Na tarde do último dia 6, um início de tumulto quebrou o silêncio no 6º andar do Fórum Professor Júlio Mirabete, onde funciona o Tribunal de Justiça do Distrito Federal. Numa pequena sala, detentos da penitenciária da Papuda aguardavam para depor. De repente, um deles se queixa de que teve o braço torcido por um dos guardas. O advogado do criminoso se aproxima e, aos gritos, exige providências. Começa um bate-boca.
De bermuda, camiseta e chinelos brancos, o pivô da confusão era Walter Delgatti Neto, o chefe da quadrilha de hackers que invadiu telefones celulares, copiou e divulgou mensagens do então juiz Sergio Moro e de procuradores da República, desencadeando uma crise que pôs em xeque uma das mais importantes operações de combate à corrupção já realizadas no Brasil.
O hacker havia sido intimado para prestar depoimento num processo que apura o envolvimento dele num caso de estelionato. A troca de insultos durou cerca de quinze minutos. Apesar dos protestos, ele permaneceu algemado com as mãos para trás, observado de perto por três agentes fortemente armados. Foi nessa condição que ele concedeu uma entrevista exclusiva a VEJA, a primeira cara a cara desde que foi preso, há 136 dias.
Foram vinte minutos de conversa. Mesmo depois do entrevero com os guardas, Delgatti (também conhecido como Vermelho) parecia tranquilo. Na Papuda, ele havia comentado com colegas de cela que o material já divulgado era “uma pequena amostra” do que ainda estaria por vir. E o que estaria por vir teria potencial muito maior de causar estragos porque também envolveria autoridades fora do universo da Lava-Jato, incluindo o presidente da República e ministros do Supremo Tribunal Federal.
O hacker de 30 anos alternava várias vezes o tom de voz durante a entrevista, dependendo da pergunta que lhe era feita. Às vezes, sussurrava e se inclinava para a frente como se quisesse impedir que alguém ouvisse as respostas. Em outros momentos, não escondia a empolgação, principalmente quando falava sobre os procuradores da Lava-Jato. E assim surgiu a primeira “amostra” sobre o “que ainda está por vir”.

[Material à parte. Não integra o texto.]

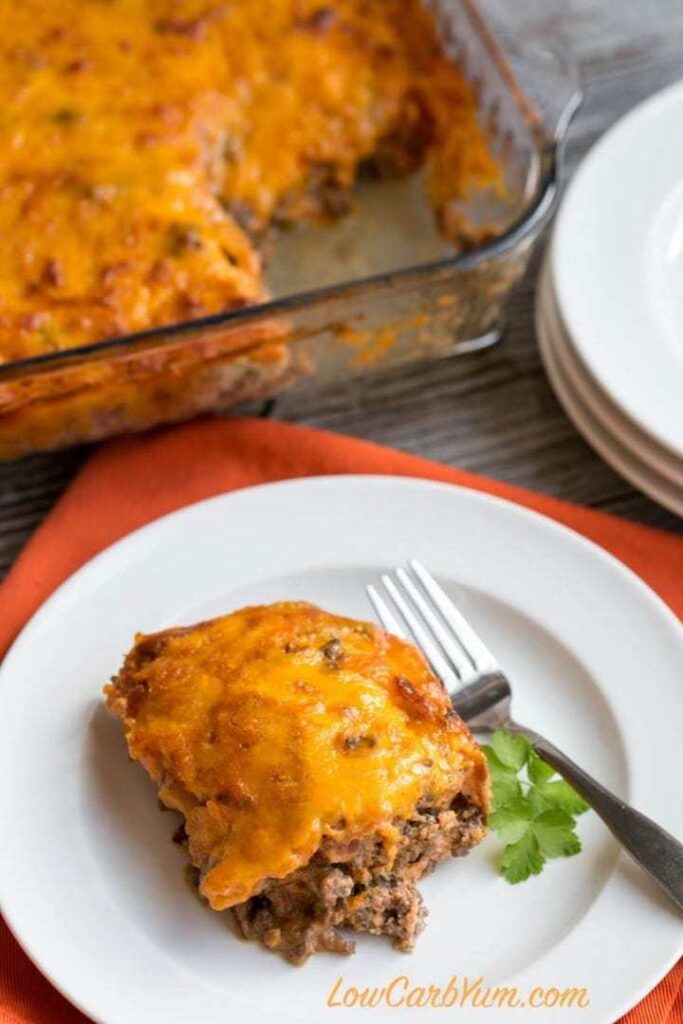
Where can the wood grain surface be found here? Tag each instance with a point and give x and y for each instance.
(493, 413)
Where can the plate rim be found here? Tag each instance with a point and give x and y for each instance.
(610, 417)
(646, 417)
(659, 607)
(640, 474)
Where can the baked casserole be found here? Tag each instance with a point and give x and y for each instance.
(147, 145)
(317, 763)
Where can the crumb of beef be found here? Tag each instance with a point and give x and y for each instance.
(351, 886)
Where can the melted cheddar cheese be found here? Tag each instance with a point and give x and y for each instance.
(276, 727)
(144, 144)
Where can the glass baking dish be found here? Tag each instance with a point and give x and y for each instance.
(378, 288)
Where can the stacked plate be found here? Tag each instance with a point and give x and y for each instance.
(609, 307)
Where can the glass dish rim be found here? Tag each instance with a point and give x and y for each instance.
(515, 233)
(532, 216)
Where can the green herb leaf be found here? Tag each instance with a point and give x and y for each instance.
(561, 795)
(511, 749)
(537, 769)
(511, 821)
(554, 830)
(506, 790)
(532, 816)
(537, 801)
(521, 859)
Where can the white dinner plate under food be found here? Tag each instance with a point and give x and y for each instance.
(617, 265)
(91, 884)
(642, 445)
(616, 450)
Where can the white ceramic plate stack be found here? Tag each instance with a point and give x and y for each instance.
(609, 308)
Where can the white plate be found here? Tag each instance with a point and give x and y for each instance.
(92, 885)
(609, 416)
(610, 446)
(617, 265)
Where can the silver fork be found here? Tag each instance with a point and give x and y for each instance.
(481, 694)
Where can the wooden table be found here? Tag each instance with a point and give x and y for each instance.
(493, 413)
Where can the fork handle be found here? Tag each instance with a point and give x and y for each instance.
(654, 849)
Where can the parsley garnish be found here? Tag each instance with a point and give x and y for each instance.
(534, 816)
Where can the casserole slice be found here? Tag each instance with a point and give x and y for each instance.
(318, 764)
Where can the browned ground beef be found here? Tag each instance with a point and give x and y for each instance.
(349, 886)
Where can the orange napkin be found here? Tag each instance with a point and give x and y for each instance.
(132, 480)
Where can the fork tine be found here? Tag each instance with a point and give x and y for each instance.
(454, 652)
(467, 638)
(424, 641)
(386, 616)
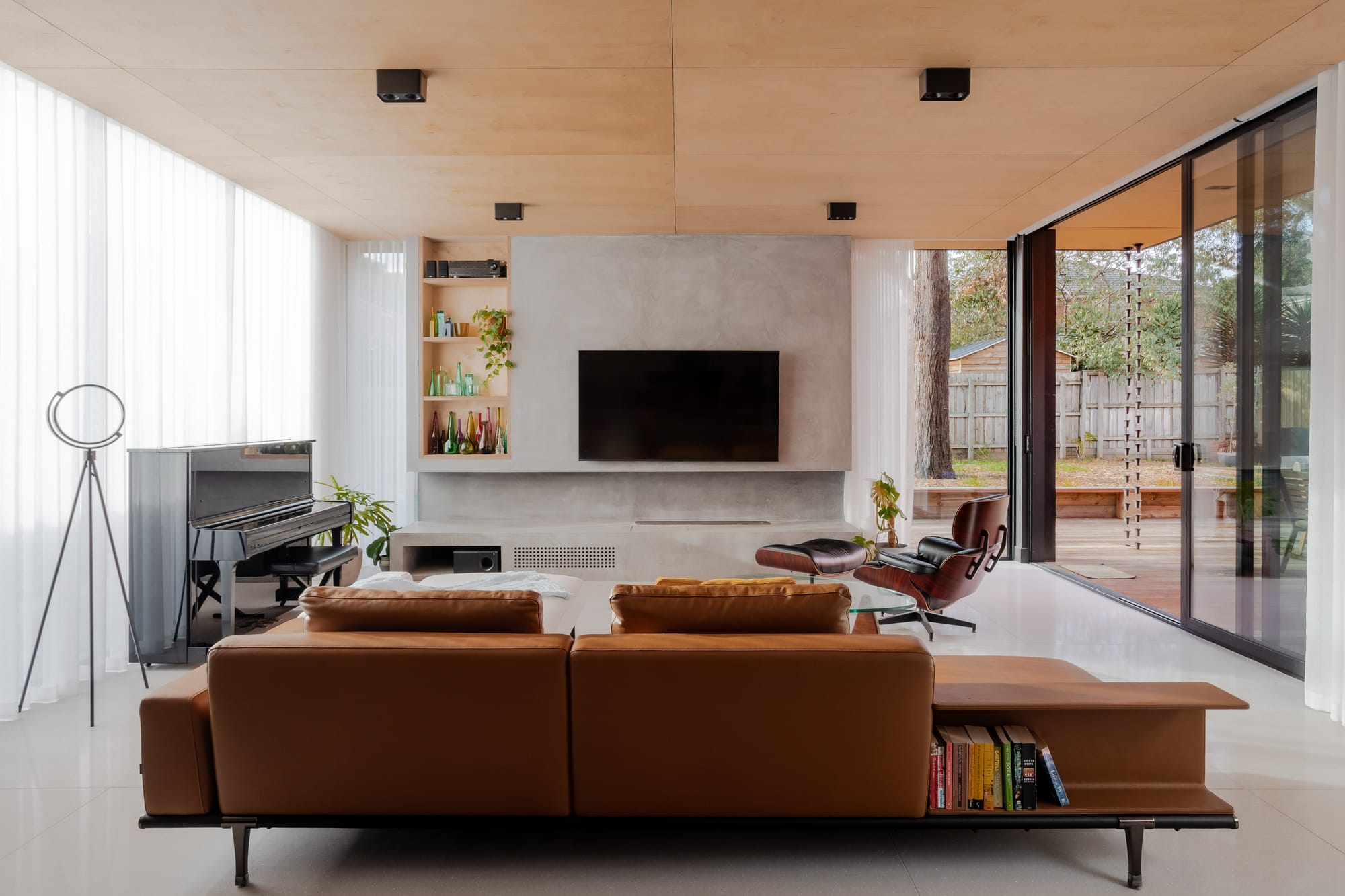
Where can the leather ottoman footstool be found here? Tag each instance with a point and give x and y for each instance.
(814, 557)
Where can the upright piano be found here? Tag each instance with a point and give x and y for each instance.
(204, 516)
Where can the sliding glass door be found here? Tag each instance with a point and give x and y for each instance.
(1183, 310)
(1252, 216)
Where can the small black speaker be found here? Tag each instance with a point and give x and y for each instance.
(945, 85)
(401, 85)
(841, 210)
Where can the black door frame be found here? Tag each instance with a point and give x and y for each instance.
(1034, 345)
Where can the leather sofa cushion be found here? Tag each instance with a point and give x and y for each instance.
(731, 610)
(445, 611)
(765, 580)
(751, 725)
(391, 724)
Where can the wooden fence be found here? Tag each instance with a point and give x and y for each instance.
(1087, 403)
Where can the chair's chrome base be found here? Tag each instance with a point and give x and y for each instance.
(925, 618)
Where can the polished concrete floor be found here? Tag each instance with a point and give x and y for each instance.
(69, 801)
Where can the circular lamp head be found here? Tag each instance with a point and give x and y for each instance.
(88, 416)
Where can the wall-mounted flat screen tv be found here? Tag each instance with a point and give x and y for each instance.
(680, 405)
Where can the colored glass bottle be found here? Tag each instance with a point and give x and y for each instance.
(488, 434)
(436, 439)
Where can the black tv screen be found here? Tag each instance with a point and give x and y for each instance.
(680, 405)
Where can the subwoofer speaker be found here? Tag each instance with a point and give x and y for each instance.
(477, 561)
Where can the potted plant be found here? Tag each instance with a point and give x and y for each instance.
(493, 326)
(886, 512)
(368, 516)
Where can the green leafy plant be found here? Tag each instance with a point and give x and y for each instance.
(886, 510)
(368, 516)
(871, 546)
(496, 341)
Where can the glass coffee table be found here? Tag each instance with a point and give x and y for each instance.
(867, 602)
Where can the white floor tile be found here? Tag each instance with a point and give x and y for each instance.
(69, 799)
(28, 811)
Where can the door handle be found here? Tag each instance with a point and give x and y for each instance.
(1184, 456)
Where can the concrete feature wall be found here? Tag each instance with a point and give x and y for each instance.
(787, 294)
(627, 497)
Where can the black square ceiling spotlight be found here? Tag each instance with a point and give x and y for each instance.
(841, 210)
(401, 85)
(945, 85)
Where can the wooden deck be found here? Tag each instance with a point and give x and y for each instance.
(1277, 611)
(1156, 564)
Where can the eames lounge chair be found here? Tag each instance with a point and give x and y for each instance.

Delgatti contou que o grupo invadiu o celular do general Walter Braga Netto, o atual chefe do Estado-Maior do Exército. Nesse momento, ele muda o tom. Dá ares de gravidade ao que vai revelar e diz que entre as mensagens captadas no celular do general uma provaria a ligação do Exército com um assassinato.
Braga Netto comandou o processo de intervenção federal na segurança do Rio de Janeiro de fevereiro até dezembro de 2018. Nesse período, de acordo com o hacker, o general recebeu um vídeo de um de seus comandados com o relato da execução sumária de uma pessoa. “Assim que eu abri, vi o homem sendo executado”, contou o hacker. Poderia ser uma dessas imagens de crime que circulam pelas redes sociais? Delgatti afirma que não. As imagens mostrariam que foi o próprio executor quem enviou a mensagem ao general, que teria reagido de maneira singular, repreendendo o subordinado não pela morte, mas por usar o celular durante a operação.
“O rapaz matou, gravou e enviou a imagem ao general. Ele xingou. Abre aspas: ‘Usando o celular no combate. Está ficando louco?’. Foi isso que eu vi”, garantiu. Braga Netto tem um currículo repleto de condecorações e uma carreira exemplar. Ele já foi adido militar nos Estados Unidos e coordenador de segurança durante a Olimpíada do Rio. Logo depois, foi nomeado interventor no estado. Nesse período, houve grandes operações de combate ao tráfico, e o número de mortes em ações policiais cresceu. Procurado, o Exército informou que o “assunto é de inteiro desconhecimento”. O vídeo, de acordo com o hacker, já foi entregue à Polícia Federal. Por enquanto, é a palavra de um criminoso confesso contra a de um militar de excelente reputação.